James, who is married with three daughters aged eight, five and two-and-a-half months, has lived in the Mortimer Avenue and Linsmore Crescent area of East York for eight years and in his own home for three years.
By day, he’s a freelance graphic design artist and web designer working out of his home.
Naturally, he takes care of all the band’s graphic art needs, including CD design and band logos (all of them).
James has been a Toronto resident all his adult life, but grew up in Burlington to very understanding parents.
“They bought my first two (drum) kits for me. I think my college fund became my kit fund,” he said, laughing, in an interview at the Last Drop Cafe, corner of Mortimer and Sammon avenues. “That same kit I played for 20 years, and I just bought a new kit a month ago.”

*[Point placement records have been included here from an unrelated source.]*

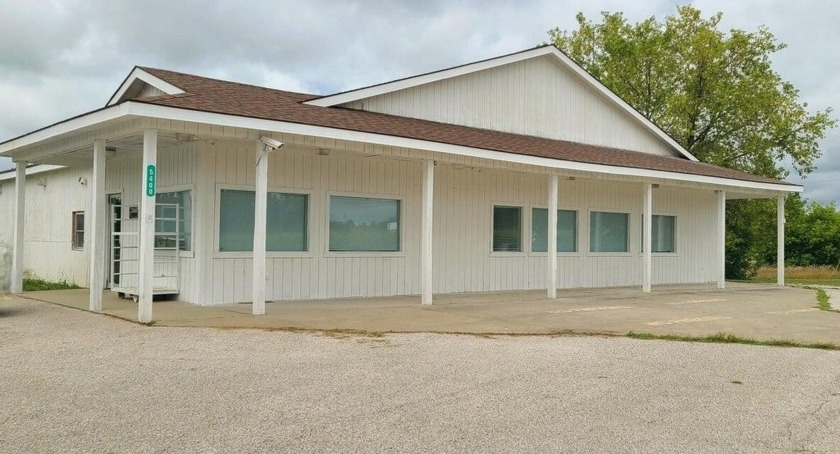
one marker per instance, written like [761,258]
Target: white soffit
[563,59]
[136,76]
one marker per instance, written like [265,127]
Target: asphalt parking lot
[73,381]
[755,311]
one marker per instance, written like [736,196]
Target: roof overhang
[127,109]
[139,77]
[562,58]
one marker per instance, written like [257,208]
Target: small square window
[78,238]
[361,224]
[608,232]
[507,229]
[662,233]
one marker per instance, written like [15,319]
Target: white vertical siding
[48,251]
[463,203]
[533,97]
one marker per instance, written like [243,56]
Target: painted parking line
[713,300]
[686,320]
[588,309]
[794,311]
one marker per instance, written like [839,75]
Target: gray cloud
[59,59]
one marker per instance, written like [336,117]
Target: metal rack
[125,250]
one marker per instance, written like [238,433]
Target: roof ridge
[540,46]
[152,71]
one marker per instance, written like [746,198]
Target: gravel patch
[72,381]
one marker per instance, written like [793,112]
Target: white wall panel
[463,200]
[51,198]
[534,97]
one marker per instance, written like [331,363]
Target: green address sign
[150,180]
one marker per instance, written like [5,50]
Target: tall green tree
[715,92]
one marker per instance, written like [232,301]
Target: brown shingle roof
[211,95]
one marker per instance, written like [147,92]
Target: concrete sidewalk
[747,310]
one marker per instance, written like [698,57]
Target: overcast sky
[62,58]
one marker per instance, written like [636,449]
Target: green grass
[800,281]
[36,284]
[723,338]
[822,300]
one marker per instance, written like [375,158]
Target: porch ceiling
[133,144]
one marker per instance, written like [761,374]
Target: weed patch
[37,284]
[724,338]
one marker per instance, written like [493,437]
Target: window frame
[310,210]
[181,188]
[404,211]
[578,241]
[525,225]
[74,231]
[642,232]
[589,252]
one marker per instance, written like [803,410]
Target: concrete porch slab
[747,310]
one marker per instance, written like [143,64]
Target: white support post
[551,241]
[721,238]
[780,241]
[20,216]
[260,216]
[97,219]
[647,215]
[147,227]
[426,230]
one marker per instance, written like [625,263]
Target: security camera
[271,143]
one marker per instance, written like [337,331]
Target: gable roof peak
[550,50]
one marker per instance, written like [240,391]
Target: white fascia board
[172,113]
[33,170]
[388,87]
[401,84]
[139,74]
[64,127]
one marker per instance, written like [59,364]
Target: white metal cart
[125,252]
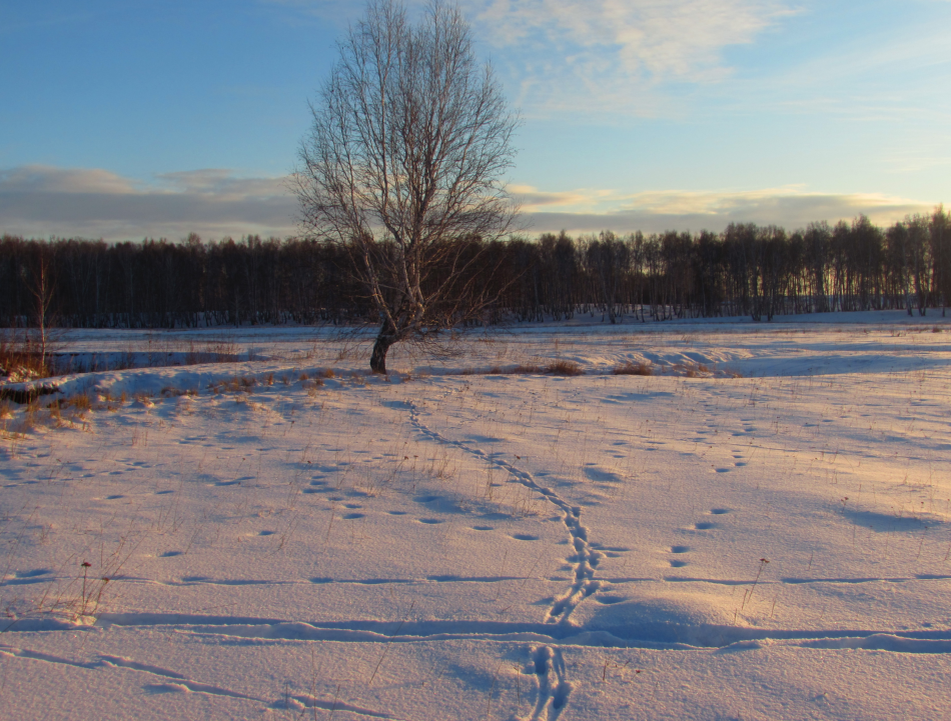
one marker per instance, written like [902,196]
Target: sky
[127,119]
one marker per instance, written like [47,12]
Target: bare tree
[410,138]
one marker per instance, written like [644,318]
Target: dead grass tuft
[564,368]
[634,369]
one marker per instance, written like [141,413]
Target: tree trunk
[384,340]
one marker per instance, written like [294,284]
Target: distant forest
[746,270]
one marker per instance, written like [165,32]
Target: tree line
[756,271]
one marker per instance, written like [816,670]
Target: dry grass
[634,369]
[564,368]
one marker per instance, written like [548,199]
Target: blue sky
[126,119]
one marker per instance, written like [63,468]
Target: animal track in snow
[553,688]
[585,559]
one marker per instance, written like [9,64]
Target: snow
[759,530]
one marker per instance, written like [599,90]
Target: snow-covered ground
[456,543]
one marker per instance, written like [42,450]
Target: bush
[634,369]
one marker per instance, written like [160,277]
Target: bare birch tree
[410,138]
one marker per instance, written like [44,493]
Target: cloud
[41,201]
[658,211]
[591,56]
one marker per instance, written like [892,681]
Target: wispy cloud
[41,201]
[591,56]
[657,211]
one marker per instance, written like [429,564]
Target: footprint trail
[585,559]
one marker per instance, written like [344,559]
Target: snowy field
[759,530]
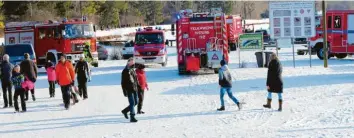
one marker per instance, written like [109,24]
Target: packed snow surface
[318,102]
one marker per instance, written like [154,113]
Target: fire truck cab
[52,39]
[234,29]
[202,40]
[150,46]
[340,34]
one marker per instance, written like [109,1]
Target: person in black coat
[29,70]
[83,75]
[130,86]
[274,81]
[6,83]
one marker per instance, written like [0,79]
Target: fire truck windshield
[79,31]
[149,38]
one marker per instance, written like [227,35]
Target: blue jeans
[133,101]
[279,96]
[229,93]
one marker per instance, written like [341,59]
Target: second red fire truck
[51,39]
[340,34]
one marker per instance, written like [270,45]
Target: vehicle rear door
[337,33]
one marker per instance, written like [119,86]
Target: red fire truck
[340,34]
[51,39]
[202,40]
[150,46]
[234,29]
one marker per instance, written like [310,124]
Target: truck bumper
[152,59]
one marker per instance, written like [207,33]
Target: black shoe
[67,106]
[33,97]
[132,119]
[125,115]
[222,108]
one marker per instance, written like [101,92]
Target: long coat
[274,79]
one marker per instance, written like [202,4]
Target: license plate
[149,60]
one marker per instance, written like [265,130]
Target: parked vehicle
[340,34]
[128,50]
[150,46]
[102,53]
[16,52]
[50,39]
[202,41]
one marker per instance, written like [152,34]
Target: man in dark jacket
[6,83]
[274,81]
[130,85]
[225,82]
[29,70]
[83,75]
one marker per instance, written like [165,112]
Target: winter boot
[125,115]
[132,119]
[239,105]
[33,97]
[268,105]
[280,105]
[222,108]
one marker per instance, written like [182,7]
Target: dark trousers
[83,88]
[65,90]
[51,88]
[7,91]
[141,100]
[133,101]
[20,92]
[26,93]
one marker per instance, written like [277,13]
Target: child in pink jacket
[51,77]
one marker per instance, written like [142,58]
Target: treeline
[113,13]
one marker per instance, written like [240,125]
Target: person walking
[6,83]
[83,75]
[50,68]
[130,85]
[18,80]
[140,72]
[66,79]
[225,83]
[29,70]
[274,81]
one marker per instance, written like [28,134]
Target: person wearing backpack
[6,83]
[225,83]
[50,68]
[18,81]
[66,79]
[83,75]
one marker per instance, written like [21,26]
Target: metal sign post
[292,42]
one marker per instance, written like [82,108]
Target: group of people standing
[23,77]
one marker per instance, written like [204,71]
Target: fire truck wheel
[341,56]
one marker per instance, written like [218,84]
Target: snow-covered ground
[318,102]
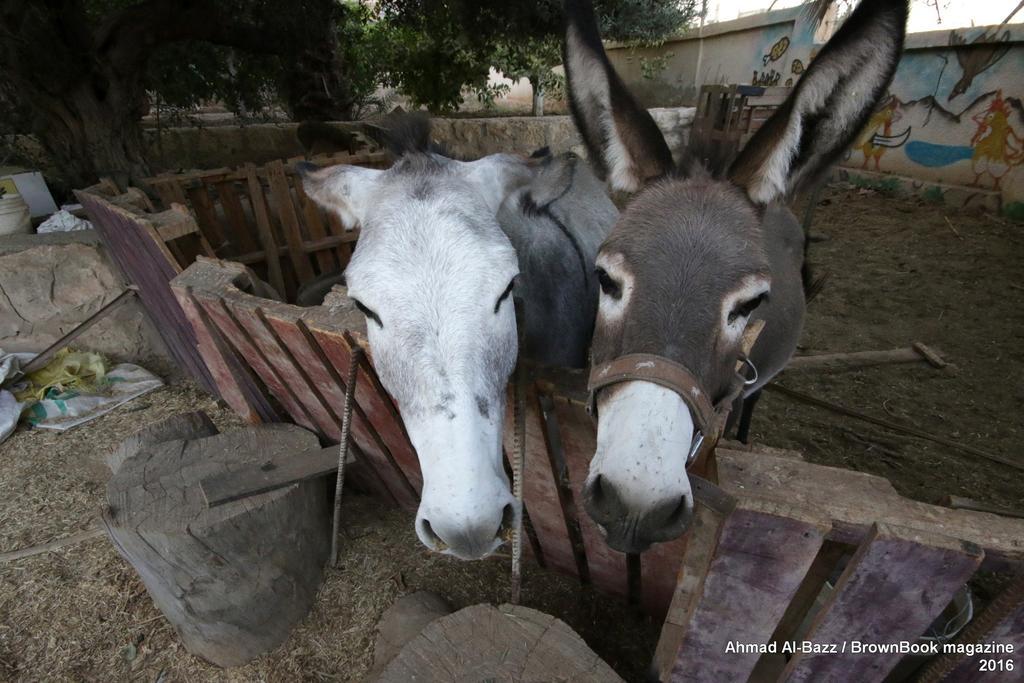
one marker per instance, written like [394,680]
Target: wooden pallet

His parents not only let him play in the basement, but his friends as well.
“My house was the practice house,” he said.
“We would drive them (his parents) nuts, but they were pretty happy, I guess, to have us where they could find us.”
He actually got his start as a pre-teen drumming in the Burlington Teen Tour Band, still one of that area’s more renowned youth marching bands.
That served him well, he said, until his mid-teens when he got the itch – like his favourite drummer, the Who’s Keith Moon – to anchor a rock band.
And he’s been doing it ever since, in one guise or another, as Full Moon Fever or the Wheat Kings or, as in the case for the official CD release party, as the Cat House Dogs, steadily averaging “about six to eight shows a month.”
One of the perks of participating in the documentary on tribute bands, he said, was that the show producers set them up with a big label record executive who came out to both a recording session and one live performance.
He offered up invaluable advice plus an intriguing carrot-stick that he would keep tabs on how many waves they can make locally with their new release.